Un jeune néophyte, une mère de famille aguerrie: comment une telle rencontre sentimentale a-t-elle pu avoir lieu? L'inexpérience et la naïveté d'un Herbert de vingt-deux ans reste justement la faiblesse qui a pu lui faire sous-estimer la femme avec laquelle il avait débuté une relation, somme toute, sans réelle importance pour lui. Et c'est bien là le noeud du problème: la domination malsaine et perverse qu'exerce Anne sur le jeune homme à travers ses mensonges. Parce qu'il n'est vraiment jamais question d'amour, cela n'est finalement qu'une énième ruse de la retorse ‘Anne pour retenir Herbert auprès d'elle. Si vous avez aimé le Mepris d'Alberto Moravia , ce roman-là aborde là une toute autre dimension de l'enfer conjugal, je dirais qu'il atteint des sommets que l'on n'oserait même pas imaginer.
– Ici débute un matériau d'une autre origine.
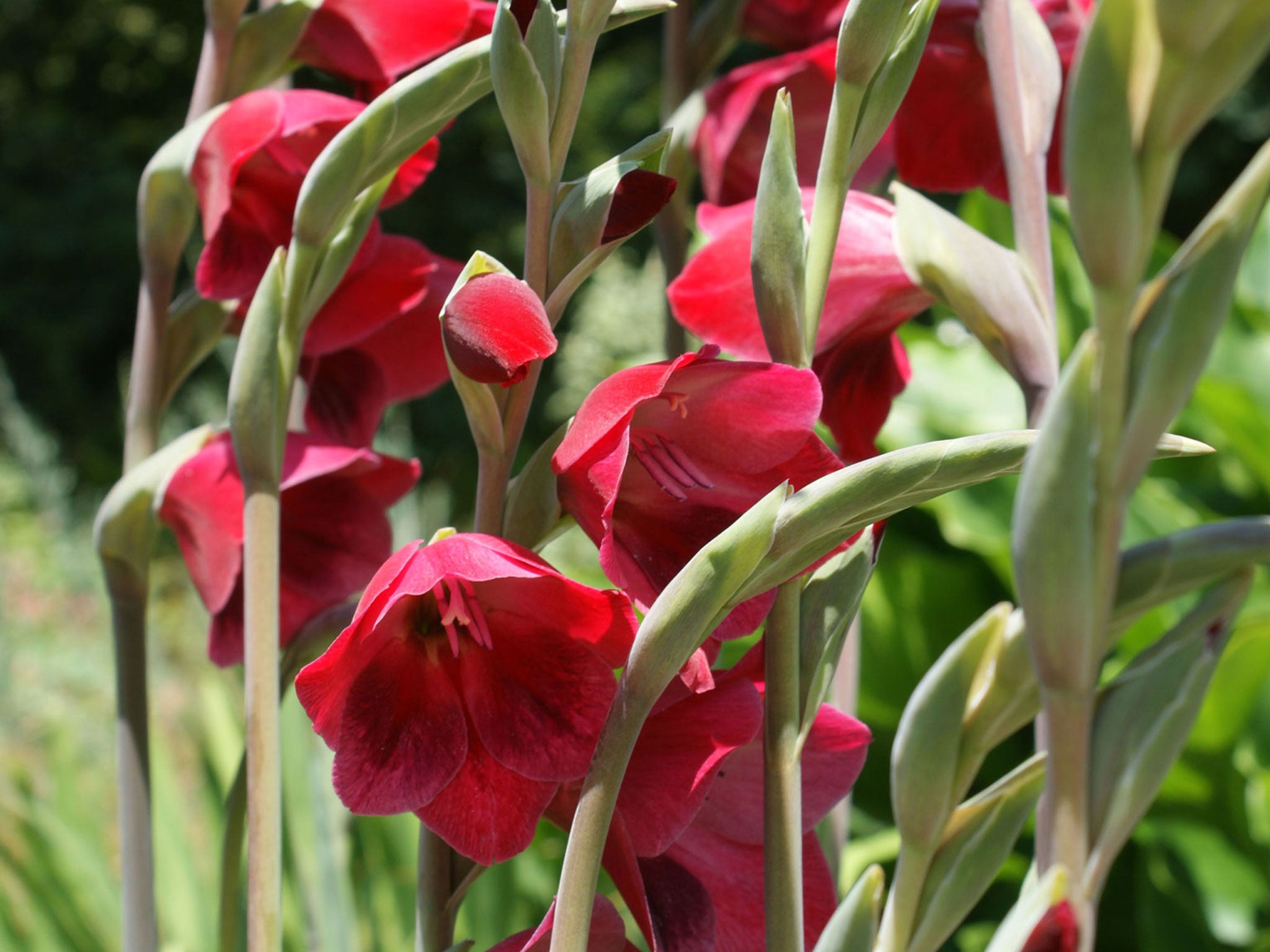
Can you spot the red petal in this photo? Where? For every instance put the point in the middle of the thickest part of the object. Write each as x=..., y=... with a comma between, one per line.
x=676, y=758
x=494, y=328
x=381, y=40
x=538, y=699
x=638, y=198
x=402, y=736
x=488, y=813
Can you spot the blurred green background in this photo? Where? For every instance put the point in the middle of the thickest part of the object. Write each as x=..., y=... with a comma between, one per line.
x=88, y=90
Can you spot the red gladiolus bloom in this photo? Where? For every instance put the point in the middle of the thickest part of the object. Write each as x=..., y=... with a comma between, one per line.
x=686, y=844
x=1055, y=932
x=860, y=364
x=248, y=172
x=376, y=42
x=473, y=681
x=334, y=530
x=733, y=135
x=494, y=328
x=660, y=459
x=791, y=24
x=946, y=127
x=403, y=359
x=607, y=932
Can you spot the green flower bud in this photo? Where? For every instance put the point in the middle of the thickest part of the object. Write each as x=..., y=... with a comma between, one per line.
x=980, y=837
x=987, y=286
x=778, y=254
x=1053, y=537
x=854, y=926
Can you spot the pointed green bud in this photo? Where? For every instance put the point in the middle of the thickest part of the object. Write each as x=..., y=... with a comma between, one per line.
x=263, y=45
x=980, y=838
x=987, y=286
x=925, y=758
x=1192, y=300
x=195, y=328
x=698, y=598
x=1100, y=156
x=1036, y=899
x=520, y=88
x=831, y=599
x=890, y=81
x=595, y=215
x=1168, y=568
x=1053, y=535
x=126, y=523
x=259, y=397
x=533, y=503
x=1145, y=716
x=854, y=926
x=779, y=247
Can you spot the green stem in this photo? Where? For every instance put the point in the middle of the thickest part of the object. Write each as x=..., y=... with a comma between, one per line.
x=906, y=892
x=832, y=183
x=783, y=781
x=435, y=923
x=260, y=560
x=128, y=594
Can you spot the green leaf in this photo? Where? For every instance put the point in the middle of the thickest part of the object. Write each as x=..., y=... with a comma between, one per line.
x=778, y=247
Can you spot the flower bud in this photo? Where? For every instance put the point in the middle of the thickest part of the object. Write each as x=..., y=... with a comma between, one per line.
x=494, y=328
x=981, y=834
x=778, y=252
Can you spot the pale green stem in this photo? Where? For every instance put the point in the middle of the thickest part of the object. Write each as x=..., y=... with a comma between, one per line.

Anne et Herbert forment, on l'aura compris, un couple totalement dissonant, la bonté naturelle de l'un est totalement incompatible avec la malice et la méchanceté de l'autre, qui n'a de cesse de se victimiser tout au long de leur vie ensemble. C'est d'ailleurs sur ce point que l'importance des pages sur le passé totalement chaotique d'Anne Crump se fait sentir, comme s'il expliquait, ou plutôt annonçait, la complexité de la personnalité de cette femme déséquilibrée. En outre, on assiste lentement à la lente descente aux enfers d'Herbert, victime dans tous les sens du terme de son épouse égoïste et maltraitante qui n'a d'autre but que de préserver sa source de revenus. Lewisohn a habilement décrit l'emprise psychologique qu'exerce Anne sur l'homme un peu faible qu'elle a su prendre dans ses filets, la tension psychologique va crescendo, ponctuée par les attaques de cette mante religieuse, sous lesquelles Herbert va se voir petit à petit complètement déposséder de sa vie, de ses forces vitales. Irrémédiablement. Mon esprit a été mis à rude épreuve par les méfaits d'Anne, la manipulation pernicieuse qu'elle exerce sur son mari, souffre-douleur du foyer, qui puise jusqu'au dernier souffle de patiente, d'endurance et de courage. C'est vraiment peu de dire que c'est un des personnages les plus détestables que j'ai pu rencontrer lors de ma vie de lectrice. On se fait littéralement happé et dévoré, un peu comme pour Herbert, par la violence, morale et physique, de sa personne, de ce rapport pathologique qu'elle entretient non seulement avec l'argent mais aussi avec Herbert, qu'elle déshumanise et chosifie en ne le considérant comme sa possession, comme un vulgaire gagne-pain. Femme malade qui exerce la toute-puissance de son mal en détruisant tout ce qui se trouve autour du jeune homme mais également autour d'elle puisque ses enfants sont aussi et à la fois victimes et instruments de ses manipulations. J'avoue que les rares passages où certains protagonistes se permettent de s'opposer fermement à elle sont particulièrement délectables: Lewisohn a installé une tension romanesque de telle sorte à ce qu'il s'avère très difficile, voire impossible, pour le lecteur de ne pas s'impliquer émotionnellement dans le sort d'Herbert Crump. Nous, lectrice, lecteur, souffrons avec Mr Crump, sommes les jouets des mots de l'auteur autant qu'Herbert l'ait d'Anne.